Winifred, entering the Hall, repeated Arthur’s announcement. Men were coming to their feet, anxious, excited, begging to collect weapons, leaving to see to their horses. Bedwyr was standing alongside Ger
aint, grinning. Earlier, someone had brought in the Dragon Banner, had laid it across the table before the lord of this Hall. He lifted it, as Arthur entered yodelled the war cry of the Artoriani. “Pendragon!” he roared, “Pen-dragon!”
The men wanted to ride, wanted Arthur to be their King again. They took up the shout, lifting it to the rafters and beyond, through the smoke hole, through the thatch. The shout, “Pen-dragon, Pen-dragon!” raced upward to the grey cloud, pierced its cold blanket and thrust on, outward. Even mighty Jupiter and congenial Saturn must have heard the acclaim that night in Geraint’s Hall!
Arthur ambled into their midst, enduring the slaps to his shoulders, the grasping and shaking of his hand, the great, vigorous burst of cheers and jubilation.

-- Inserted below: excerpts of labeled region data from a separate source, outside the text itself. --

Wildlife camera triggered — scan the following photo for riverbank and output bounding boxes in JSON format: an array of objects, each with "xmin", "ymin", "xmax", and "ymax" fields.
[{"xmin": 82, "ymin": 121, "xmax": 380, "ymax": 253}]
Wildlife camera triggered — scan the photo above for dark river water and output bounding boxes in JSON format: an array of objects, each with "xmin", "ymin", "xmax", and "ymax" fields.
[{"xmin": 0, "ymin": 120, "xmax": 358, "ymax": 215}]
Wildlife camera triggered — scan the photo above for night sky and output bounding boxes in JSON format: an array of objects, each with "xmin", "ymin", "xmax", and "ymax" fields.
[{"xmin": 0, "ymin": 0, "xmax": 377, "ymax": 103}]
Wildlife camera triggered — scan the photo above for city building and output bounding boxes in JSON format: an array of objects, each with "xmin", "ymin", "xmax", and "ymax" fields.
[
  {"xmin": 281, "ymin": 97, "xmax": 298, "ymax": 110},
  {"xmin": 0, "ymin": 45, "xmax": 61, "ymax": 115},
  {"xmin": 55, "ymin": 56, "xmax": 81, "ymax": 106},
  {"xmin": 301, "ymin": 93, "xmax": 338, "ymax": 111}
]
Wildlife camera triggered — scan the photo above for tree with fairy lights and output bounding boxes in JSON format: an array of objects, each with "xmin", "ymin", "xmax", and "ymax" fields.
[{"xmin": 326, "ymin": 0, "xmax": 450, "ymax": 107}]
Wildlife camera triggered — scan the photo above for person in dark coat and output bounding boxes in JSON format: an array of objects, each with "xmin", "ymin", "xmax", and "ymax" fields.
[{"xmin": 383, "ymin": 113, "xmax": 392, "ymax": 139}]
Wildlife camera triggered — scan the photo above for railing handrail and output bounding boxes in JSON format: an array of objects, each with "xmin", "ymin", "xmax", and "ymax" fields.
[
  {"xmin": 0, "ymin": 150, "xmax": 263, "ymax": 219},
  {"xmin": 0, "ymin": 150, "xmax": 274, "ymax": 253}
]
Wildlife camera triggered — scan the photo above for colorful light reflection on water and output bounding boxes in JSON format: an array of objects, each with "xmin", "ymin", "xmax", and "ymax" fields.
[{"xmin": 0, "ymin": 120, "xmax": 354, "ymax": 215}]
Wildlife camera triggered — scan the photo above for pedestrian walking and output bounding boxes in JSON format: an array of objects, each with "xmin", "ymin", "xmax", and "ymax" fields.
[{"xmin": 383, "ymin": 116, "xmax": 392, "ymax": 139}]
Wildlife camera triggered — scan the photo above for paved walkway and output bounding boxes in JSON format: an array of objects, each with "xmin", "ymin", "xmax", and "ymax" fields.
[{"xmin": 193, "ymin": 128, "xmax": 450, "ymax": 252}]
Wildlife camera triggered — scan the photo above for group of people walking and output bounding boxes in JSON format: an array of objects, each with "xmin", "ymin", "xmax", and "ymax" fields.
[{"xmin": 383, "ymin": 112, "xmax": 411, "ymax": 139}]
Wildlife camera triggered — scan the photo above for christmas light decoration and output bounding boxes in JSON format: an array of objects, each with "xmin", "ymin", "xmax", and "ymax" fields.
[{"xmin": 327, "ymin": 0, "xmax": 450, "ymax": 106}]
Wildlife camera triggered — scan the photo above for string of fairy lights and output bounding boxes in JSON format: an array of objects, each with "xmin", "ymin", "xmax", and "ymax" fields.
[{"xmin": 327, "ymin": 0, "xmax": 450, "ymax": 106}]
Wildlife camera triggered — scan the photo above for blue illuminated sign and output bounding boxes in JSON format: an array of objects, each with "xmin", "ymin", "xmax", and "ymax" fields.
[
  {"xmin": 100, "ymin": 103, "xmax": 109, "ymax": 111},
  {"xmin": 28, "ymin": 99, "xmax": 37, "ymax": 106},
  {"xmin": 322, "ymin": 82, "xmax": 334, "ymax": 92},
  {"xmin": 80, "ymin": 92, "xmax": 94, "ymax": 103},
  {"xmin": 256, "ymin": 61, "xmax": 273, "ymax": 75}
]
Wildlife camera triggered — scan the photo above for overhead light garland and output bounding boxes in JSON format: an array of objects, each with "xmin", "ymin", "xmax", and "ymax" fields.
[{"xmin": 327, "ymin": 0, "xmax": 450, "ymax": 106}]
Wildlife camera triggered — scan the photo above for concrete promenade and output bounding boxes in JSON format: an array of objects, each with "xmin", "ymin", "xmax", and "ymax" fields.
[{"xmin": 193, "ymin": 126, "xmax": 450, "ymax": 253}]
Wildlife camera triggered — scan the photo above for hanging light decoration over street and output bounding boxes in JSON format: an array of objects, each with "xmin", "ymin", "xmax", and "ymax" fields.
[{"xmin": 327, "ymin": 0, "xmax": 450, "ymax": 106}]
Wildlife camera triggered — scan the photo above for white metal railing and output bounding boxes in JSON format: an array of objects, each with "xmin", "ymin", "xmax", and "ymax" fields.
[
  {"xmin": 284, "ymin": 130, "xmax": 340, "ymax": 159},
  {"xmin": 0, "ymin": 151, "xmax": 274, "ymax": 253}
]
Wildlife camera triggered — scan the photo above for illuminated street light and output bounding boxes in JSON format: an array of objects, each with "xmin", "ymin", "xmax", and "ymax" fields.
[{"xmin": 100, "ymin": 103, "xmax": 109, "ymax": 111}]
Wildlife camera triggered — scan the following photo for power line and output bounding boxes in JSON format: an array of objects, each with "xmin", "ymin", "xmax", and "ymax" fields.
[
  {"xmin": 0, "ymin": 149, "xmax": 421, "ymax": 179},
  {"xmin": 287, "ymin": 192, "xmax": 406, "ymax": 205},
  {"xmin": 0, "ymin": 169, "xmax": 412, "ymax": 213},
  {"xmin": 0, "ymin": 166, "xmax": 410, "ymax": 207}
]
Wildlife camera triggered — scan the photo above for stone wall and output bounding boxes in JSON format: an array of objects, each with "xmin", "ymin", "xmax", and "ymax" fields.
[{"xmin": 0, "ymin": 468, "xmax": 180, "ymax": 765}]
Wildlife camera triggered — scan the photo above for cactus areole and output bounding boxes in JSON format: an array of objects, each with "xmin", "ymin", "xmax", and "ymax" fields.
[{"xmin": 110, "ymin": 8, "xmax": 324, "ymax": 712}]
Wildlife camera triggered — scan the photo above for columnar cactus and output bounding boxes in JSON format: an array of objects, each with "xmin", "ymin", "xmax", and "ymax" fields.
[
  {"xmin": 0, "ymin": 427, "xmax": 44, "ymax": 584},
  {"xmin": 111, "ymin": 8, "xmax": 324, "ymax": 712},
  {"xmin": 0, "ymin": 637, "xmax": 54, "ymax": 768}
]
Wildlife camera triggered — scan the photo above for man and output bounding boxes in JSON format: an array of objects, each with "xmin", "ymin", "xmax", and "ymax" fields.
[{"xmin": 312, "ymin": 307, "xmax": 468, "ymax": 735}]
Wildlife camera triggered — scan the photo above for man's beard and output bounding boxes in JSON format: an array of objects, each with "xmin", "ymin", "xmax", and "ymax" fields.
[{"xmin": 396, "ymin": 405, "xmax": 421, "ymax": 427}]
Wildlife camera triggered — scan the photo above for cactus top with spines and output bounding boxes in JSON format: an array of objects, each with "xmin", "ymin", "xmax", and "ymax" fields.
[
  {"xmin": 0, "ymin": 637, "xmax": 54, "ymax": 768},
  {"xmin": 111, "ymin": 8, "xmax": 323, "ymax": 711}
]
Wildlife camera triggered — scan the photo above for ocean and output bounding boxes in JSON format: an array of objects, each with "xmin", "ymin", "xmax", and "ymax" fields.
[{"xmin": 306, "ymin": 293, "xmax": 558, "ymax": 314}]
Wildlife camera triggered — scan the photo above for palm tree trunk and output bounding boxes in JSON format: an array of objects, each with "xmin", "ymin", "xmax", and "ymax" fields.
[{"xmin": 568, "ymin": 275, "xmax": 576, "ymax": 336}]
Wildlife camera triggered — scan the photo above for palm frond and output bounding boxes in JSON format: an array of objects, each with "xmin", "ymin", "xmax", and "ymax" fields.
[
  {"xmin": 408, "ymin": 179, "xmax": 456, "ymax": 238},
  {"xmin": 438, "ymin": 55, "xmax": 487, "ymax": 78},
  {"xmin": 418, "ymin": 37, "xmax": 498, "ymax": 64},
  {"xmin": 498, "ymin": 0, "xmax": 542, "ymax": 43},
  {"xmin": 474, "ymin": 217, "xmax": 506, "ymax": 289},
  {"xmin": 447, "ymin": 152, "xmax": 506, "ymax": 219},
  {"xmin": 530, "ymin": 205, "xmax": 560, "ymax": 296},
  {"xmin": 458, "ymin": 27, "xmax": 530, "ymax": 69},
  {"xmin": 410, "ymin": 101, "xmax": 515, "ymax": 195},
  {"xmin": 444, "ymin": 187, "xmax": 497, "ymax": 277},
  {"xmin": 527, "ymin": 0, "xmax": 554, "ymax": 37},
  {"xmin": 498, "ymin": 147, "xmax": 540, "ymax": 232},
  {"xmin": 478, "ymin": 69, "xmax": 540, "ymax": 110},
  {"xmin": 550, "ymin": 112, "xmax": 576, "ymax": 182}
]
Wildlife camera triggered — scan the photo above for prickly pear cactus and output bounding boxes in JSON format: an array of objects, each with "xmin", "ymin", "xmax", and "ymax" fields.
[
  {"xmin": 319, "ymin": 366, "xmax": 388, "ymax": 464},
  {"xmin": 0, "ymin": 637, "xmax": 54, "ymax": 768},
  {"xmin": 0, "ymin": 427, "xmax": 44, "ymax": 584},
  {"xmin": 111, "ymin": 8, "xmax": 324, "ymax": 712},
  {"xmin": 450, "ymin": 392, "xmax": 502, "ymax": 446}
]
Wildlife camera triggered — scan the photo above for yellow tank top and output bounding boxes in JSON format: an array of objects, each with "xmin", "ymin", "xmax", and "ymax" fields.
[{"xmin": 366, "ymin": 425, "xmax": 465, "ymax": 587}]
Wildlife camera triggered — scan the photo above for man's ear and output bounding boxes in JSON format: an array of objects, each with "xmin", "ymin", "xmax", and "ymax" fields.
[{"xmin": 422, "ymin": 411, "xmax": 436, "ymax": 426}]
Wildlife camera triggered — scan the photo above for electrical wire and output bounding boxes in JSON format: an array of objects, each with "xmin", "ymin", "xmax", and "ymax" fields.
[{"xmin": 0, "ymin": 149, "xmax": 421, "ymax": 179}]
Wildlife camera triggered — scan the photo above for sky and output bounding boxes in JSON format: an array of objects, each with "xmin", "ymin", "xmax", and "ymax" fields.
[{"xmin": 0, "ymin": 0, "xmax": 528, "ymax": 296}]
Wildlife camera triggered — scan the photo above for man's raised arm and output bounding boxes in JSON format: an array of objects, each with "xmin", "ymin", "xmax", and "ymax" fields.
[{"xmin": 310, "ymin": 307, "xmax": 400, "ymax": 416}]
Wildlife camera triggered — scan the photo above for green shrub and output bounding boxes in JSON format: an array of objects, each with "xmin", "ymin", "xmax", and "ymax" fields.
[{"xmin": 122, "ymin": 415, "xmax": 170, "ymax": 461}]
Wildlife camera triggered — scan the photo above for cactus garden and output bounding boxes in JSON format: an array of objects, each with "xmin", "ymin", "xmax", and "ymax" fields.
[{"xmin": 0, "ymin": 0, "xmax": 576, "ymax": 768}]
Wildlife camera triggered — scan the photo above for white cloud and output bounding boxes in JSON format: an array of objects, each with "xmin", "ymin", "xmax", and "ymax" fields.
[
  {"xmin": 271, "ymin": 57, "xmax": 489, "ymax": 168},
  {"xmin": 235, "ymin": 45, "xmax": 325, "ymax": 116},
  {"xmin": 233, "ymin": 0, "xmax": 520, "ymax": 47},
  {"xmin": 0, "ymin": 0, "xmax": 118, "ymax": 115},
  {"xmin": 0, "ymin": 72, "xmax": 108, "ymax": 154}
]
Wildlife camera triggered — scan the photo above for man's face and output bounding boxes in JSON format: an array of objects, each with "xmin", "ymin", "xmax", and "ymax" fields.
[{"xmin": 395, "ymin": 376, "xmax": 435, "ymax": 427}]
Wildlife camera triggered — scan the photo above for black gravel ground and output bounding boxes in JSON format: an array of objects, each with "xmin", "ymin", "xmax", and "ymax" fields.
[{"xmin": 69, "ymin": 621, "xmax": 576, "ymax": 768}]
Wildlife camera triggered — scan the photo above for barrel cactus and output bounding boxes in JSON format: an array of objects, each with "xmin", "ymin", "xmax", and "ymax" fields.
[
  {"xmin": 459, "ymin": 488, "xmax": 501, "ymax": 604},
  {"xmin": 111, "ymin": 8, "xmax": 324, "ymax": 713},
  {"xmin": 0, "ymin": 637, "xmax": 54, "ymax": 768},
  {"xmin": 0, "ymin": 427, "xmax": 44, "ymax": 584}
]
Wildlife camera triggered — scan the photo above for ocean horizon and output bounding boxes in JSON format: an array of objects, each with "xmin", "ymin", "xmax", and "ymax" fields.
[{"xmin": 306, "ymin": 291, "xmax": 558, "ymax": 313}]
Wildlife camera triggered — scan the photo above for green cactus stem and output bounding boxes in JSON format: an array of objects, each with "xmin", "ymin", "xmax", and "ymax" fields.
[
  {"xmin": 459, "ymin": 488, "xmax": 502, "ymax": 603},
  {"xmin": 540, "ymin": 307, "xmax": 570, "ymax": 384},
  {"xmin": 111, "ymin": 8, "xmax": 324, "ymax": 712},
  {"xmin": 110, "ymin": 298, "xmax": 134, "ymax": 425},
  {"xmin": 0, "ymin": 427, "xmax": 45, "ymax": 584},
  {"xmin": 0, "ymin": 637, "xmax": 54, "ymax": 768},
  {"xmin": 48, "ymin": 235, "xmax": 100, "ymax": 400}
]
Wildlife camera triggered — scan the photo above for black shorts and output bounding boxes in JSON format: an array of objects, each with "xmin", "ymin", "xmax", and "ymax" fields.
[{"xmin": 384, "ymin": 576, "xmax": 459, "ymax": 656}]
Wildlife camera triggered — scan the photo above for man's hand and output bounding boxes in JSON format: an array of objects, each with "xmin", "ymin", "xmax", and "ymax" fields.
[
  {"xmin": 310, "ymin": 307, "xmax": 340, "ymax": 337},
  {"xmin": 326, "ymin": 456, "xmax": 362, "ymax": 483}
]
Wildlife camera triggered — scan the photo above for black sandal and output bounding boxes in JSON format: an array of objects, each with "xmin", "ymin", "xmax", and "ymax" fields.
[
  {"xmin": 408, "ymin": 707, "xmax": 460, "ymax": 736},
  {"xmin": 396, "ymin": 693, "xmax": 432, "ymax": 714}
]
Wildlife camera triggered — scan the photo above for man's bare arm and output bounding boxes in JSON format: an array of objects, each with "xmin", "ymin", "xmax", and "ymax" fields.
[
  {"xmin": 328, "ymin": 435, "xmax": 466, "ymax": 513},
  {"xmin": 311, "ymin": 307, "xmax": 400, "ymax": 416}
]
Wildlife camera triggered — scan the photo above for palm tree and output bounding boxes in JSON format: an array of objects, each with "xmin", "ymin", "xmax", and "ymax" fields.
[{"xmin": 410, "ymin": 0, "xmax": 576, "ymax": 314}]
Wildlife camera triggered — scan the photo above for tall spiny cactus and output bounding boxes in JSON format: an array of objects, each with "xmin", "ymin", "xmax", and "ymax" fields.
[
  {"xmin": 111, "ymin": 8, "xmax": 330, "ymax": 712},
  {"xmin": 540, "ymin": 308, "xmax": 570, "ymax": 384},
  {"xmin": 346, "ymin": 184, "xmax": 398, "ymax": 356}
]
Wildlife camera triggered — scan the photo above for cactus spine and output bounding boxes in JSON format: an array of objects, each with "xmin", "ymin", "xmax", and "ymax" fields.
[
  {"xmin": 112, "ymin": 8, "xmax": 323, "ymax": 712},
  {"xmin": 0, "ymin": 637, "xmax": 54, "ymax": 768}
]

Blood of the White Bull, he thought, I am committed to fight because I could not admit to the bitch who was once my wife that with this fear I could piss myself with enough water to put out a fire the size of Nero’s burning Rome. He reached the raised dais, Geraint’s table, took from Bedwyr the white banner decorated with the leaping red dragon. His banner, the Dragon that Gwenhwyfar had made for him and his Artoriani. Must I preserve my kingdom from Saxons, so my own whelped Saex-breed may one day take it from me?
Geraint knelt before him, unsheathed sword in his hand, given in offering of homage. “To you, Lord, I give my sword and shield, my heart and soul. To you, Lord, I give my life, to command as you will.”